Thursday, December 31, 2009

Obligatory End of Year, Looking Back, Looking Forward Post


This time last year, I was in New York City, getting ready to ring in a new year, like I had (at rough count, at least three or four other years this decade), at Madison Square Garden, watching, singing, and dancing to a band I loved. Champagne drunk at midnight, I had no idea, as My Morning Jacket launched into Kool & the Gang's "Celebration" (always a personal fave), what I'd face this year. I had no idea my natural breasts were bouncing and jiggling to the beat for the last time, that by the end of the year, they'd be gone.

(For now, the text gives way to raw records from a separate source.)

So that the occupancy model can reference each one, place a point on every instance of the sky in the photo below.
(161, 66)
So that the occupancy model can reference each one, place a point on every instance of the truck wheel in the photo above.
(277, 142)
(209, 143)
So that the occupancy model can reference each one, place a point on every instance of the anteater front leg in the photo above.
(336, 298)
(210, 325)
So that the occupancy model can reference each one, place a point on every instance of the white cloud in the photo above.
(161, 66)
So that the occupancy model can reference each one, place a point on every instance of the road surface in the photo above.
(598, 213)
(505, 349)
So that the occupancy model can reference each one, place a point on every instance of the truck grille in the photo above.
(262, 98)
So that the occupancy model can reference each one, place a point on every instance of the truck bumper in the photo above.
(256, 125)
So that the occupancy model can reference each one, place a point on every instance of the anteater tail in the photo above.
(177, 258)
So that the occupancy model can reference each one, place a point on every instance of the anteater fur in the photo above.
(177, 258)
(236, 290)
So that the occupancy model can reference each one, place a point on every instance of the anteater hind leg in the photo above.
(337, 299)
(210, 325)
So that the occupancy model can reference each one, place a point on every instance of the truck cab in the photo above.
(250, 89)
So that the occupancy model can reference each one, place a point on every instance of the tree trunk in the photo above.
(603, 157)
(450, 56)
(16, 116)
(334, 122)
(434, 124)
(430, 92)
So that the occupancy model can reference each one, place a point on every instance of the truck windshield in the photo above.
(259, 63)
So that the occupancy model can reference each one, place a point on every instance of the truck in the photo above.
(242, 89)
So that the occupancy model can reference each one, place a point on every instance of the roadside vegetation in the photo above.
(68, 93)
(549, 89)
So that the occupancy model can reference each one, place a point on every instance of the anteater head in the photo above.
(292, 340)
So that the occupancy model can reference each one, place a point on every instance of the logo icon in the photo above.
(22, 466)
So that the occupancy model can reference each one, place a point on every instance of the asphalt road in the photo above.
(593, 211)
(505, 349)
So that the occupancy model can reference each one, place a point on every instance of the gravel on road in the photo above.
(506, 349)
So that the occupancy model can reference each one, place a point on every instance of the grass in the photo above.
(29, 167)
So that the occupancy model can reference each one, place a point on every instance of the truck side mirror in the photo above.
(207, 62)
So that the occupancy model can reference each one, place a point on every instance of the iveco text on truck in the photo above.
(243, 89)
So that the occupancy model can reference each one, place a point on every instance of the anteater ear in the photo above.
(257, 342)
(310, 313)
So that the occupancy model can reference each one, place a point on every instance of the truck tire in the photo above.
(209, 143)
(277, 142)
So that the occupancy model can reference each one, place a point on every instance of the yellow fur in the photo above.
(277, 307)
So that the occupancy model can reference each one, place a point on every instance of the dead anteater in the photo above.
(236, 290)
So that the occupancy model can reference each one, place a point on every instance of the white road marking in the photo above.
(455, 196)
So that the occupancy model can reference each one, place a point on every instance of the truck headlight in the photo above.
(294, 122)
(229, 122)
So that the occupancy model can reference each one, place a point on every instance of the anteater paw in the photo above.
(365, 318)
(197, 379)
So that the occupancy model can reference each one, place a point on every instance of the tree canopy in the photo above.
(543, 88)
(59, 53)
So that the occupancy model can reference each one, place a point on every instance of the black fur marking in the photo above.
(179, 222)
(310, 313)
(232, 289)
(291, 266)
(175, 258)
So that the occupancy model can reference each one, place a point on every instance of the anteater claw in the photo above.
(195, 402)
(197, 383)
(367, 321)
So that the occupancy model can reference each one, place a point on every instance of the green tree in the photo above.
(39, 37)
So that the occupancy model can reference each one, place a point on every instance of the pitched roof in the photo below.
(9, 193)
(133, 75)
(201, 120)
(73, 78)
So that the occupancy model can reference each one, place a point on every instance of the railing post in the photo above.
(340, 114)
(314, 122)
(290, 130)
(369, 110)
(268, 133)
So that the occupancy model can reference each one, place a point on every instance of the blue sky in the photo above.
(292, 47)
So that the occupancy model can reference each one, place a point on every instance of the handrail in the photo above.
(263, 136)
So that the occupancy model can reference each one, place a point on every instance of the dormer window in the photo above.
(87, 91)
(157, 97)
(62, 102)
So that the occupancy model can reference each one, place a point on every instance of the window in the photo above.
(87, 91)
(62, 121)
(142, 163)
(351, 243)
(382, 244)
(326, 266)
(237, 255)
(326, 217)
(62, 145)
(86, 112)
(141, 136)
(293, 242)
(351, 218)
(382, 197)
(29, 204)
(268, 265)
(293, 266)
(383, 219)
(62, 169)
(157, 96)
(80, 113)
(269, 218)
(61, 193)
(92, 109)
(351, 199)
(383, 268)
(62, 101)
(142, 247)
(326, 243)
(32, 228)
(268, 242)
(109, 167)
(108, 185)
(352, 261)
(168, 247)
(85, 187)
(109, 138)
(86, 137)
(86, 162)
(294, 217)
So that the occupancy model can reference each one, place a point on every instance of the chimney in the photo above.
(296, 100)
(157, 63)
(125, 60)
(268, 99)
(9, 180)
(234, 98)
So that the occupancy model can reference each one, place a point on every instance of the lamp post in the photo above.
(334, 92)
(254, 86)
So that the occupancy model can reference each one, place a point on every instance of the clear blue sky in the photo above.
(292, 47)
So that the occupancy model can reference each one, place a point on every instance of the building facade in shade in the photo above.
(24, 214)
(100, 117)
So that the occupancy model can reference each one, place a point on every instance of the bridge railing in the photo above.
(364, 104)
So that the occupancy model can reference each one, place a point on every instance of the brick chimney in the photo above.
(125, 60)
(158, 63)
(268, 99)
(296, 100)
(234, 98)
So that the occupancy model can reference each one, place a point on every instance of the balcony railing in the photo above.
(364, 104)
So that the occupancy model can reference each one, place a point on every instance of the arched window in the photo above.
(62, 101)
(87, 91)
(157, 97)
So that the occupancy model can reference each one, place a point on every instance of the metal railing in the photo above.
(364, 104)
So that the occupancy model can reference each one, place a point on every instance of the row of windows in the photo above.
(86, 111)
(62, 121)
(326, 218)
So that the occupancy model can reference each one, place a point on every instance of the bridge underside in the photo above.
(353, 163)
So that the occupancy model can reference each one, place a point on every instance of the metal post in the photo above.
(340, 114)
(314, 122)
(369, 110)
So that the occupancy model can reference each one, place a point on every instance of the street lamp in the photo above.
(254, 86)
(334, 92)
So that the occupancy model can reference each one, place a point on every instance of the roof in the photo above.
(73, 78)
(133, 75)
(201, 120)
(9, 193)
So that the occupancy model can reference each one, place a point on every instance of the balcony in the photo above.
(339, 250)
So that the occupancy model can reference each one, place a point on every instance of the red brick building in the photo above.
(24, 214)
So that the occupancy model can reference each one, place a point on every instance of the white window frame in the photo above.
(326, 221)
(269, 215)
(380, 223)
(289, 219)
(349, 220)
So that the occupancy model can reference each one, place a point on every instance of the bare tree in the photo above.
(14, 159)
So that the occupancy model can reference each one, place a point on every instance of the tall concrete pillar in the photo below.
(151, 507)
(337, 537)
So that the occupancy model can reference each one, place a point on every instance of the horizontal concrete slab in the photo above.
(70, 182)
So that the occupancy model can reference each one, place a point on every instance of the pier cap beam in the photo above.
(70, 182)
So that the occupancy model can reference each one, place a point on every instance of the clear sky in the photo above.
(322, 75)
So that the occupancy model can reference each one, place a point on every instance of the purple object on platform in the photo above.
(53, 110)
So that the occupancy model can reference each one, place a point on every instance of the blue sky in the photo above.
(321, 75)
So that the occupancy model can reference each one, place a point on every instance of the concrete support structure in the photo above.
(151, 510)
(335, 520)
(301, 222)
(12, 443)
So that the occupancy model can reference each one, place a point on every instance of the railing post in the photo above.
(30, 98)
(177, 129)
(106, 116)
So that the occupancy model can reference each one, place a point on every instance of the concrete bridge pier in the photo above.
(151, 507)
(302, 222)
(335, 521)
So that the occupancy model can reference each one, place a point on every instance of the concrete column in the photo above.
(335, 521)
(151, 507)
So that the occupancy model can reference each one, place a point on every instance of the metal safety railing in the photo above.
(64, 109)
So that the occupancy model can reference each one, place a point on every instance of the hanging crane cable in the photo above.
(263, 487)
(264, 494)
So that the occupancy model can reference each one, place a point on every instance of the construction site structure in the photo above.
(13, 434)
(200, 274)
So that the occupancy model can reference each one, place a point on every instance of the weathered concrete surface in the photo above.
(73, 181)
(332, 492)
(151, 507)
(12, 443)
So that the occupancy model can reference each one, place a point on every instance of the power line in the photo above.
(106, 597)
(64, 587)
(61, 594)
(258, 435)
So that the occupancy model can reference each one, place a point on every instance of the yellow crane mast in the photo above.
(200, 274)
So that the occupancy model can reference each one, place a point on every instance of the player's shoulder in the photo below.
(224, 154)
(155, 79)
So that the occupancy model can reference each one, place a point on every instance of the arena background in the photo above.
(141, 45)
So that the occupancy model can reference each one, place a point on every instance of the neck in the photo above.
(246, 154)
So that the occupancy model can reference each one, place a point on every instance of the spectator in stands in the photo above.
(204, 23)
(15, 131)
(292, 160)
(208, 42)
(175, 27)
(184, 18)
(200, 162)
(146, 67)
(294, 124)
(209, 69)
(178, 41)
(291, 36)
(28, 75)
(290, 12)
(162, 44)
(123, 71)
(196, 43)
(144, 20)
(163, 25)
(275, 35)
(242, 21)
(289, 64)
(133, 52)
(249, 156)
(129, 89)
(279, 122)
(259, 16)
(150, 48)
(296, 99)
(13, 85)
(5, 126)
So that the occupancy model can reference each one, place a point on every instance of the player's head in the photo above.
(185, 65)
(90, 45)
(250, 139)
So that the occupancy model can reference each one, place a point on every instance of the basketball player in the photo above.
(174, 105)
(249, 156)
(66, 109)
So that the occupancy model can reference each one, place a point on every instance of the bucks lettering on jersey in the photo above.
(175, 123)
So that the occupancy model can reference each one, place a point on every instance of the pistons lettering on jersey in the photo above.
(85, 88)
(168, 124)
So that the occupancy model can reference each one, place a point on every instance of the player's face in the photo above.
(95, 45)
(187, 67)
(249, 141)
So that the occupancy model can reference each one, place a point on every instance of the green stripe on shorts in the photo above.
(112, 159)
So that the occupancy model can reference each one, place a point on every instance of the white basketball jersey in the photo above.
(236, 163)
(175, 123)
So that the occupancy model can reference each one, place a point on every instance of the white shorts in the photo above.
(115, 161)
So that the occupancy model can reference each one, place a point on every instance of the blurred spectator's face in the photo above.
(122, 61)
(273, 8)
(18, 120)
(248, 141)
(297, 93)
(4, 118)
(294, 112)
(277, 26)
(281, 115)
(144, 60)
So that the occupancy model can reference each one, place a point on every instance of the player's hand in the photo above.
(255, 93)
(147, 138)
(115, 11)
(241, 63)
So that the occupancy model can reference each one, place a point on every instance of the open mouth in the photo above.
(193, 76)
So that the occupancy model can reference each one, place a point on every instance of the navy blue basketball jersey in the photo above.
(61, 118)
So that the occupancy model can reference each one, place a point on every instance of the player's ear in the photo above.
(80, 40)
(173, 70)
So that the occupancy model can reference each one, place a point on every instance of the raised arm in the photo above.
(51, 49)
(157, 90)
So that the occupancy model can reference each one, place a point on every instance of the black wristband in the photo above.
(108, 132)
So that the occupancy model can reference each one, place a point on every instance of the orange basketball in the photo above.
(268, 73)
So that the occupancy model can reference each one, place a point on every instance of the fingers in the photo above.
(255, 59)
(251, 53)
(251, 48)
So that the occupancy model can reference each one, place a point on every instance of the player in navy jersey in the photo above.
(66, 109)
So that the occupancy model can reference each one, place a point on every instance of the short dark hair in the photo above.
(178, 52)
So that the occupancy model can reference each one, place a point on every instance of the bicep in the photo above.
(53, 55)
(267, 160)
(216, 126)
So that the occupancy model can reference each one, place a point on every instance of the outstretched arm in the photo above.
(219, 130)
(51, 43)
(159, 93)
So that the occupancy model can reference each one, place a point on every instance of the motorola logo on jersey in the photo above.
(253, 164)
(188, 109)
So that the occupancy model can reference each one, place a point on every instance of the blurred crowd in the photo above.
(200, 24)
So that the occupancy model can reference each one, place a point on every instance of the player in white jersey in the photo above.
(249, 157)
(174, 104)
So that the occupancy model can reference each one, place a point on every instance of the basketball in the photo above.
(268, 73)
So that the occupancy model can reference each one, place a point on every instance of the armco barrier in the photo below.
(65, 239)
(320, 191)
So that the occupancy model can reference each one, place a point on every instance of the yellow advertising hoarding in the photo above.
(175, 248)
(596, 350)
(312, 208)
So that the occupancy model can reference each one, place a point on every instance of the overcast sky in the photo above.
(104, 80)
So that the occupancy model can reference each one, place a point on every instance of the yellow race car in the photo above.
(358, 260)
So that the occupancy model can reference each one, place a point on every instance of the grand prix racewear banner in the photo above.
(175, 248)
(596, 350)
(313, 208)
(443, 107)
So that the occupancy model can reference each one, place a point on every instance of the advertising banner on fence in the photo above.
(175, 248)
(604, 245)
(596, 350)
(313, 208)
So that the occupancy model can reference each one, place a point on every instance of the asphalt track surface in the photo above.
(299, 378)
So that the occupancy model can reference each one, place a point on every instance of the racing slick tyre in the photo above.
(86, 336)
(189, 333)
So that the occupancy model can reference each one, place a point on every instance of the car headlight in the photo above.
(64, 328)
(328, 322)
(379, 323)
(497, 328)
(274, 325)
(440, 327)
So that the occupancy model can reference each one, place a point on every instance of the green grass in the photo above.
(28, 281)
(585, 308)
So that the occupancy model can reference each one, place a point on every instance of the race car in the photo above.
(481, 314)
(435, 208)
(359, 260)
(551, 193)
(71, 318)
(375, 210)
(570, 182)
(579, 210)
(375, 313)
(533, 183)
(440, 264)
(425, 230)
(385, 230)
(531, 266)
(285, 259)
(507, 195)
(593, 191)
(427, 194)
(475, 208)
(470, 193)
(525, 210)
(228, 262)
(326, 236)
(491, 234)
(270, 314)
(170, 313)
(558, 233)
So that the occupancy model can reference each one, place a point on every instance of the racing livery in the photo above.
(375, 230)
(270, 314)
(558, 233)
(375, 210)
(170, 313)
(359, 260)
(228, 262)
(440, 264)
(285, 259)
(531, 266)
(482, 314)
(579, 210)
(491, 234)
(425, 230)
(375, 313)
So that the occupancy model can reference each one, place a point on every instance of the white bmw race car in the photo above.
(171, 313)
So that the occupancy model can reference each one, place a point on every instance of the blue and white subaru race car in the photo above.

The year that began in the early morning in Manhattan took me many unexpected places -- to Belize, to Costa Rica, to Cape Cod, and many places in between -- but none so unexpected as the operating room where I traded in my breasts for a chance to ring in many more new years cancer-free. 2009 has been, by any estimation, a year of tumult: first, my husband got a new job, moving from college professor to college administrator, and lengthening his commute from two blocks on foot to 45 minutes by car; then, the crushing news of being BRCA+, the anger, the sadness, the decision; then, our first wedding anniversary, clinking glasses at the bar of the hotel where we'd spent our first night as husband and wife, incredulous that so much could have changed in so short a time; next, our first home, a place we'd live, we hoped, in good health for many years; and then, my double mastectomy. And in the end, we'll remember 2009 as our BRCA year. Four little letters that meant nearly nothing to me a year ago have, in twelve short months, changed my life, my husband's life, my family's lives irrevocably. Everything is different now. Not even my boobs are the same.

Needless to say, I'm anxious to ring in a new year. I have no idea what 2010 has in store for us, but I can only wish it's less eventful than 2009. Please, no surprises, nothing major. Just twelve months free from drama. Tonight we will welcome the new year with friends we didn't know this time last years,friends we've made because of BRCA, friends who've shown me what life looks like as a previvor, friends who have stood by my side through surgery. It's a far cry from the frenzy of a rock concert at MSG, but it's a fitting way to see the year out.

Year-end lists are a popular (and gimmicky) way to sum up what has come before, and in that spirit, I'd like to offer my own: My top 9 blog posts of 2009. I began writing in March, even before I had my genetic test results, and the solace and catharsis that has come from writing here has helped me inestimably. I hope that it has helped other, as well. So, without further delay, my top 9 of '09:

9. Sorry, can't talk. I'm on my way to a cancer appointment
(March) In which I am genetically counseled

8. It was the breast of times, it was the worst of times
(April) In which I come out to friends (and the internet) as a mutant

7. The picture of health
(May) In which I have an MRI

6. The view from the other side
(June) In which I watch a good friend recover from a preventative mastectomy

5. Sky Rockets in Flight, Cape Cod Delight
(July) In which I spend an afternoon with a dear friend recovering from a rare cancer and wonder why I have a chance he never did

4. Previvors vs. Survivors in the World Series of Love
(September) In which I talk about how hard it is to be a previvor

3. The Keynote Speaker Has Left the Building
(October) In which I become a BRCA spokesperson

2. (Don't) Say (Just) Anything
(October) In which I offer the "Top Ten Things Young Previvors (Probably) Don't Want to Hear, and the Top Ten Things We (Probably) Do"

1. A Break Up Letter to My Boobs
(December) In which I say goodbye to boobs

Wishing all of you a very happy and healthy 2010! See you next year!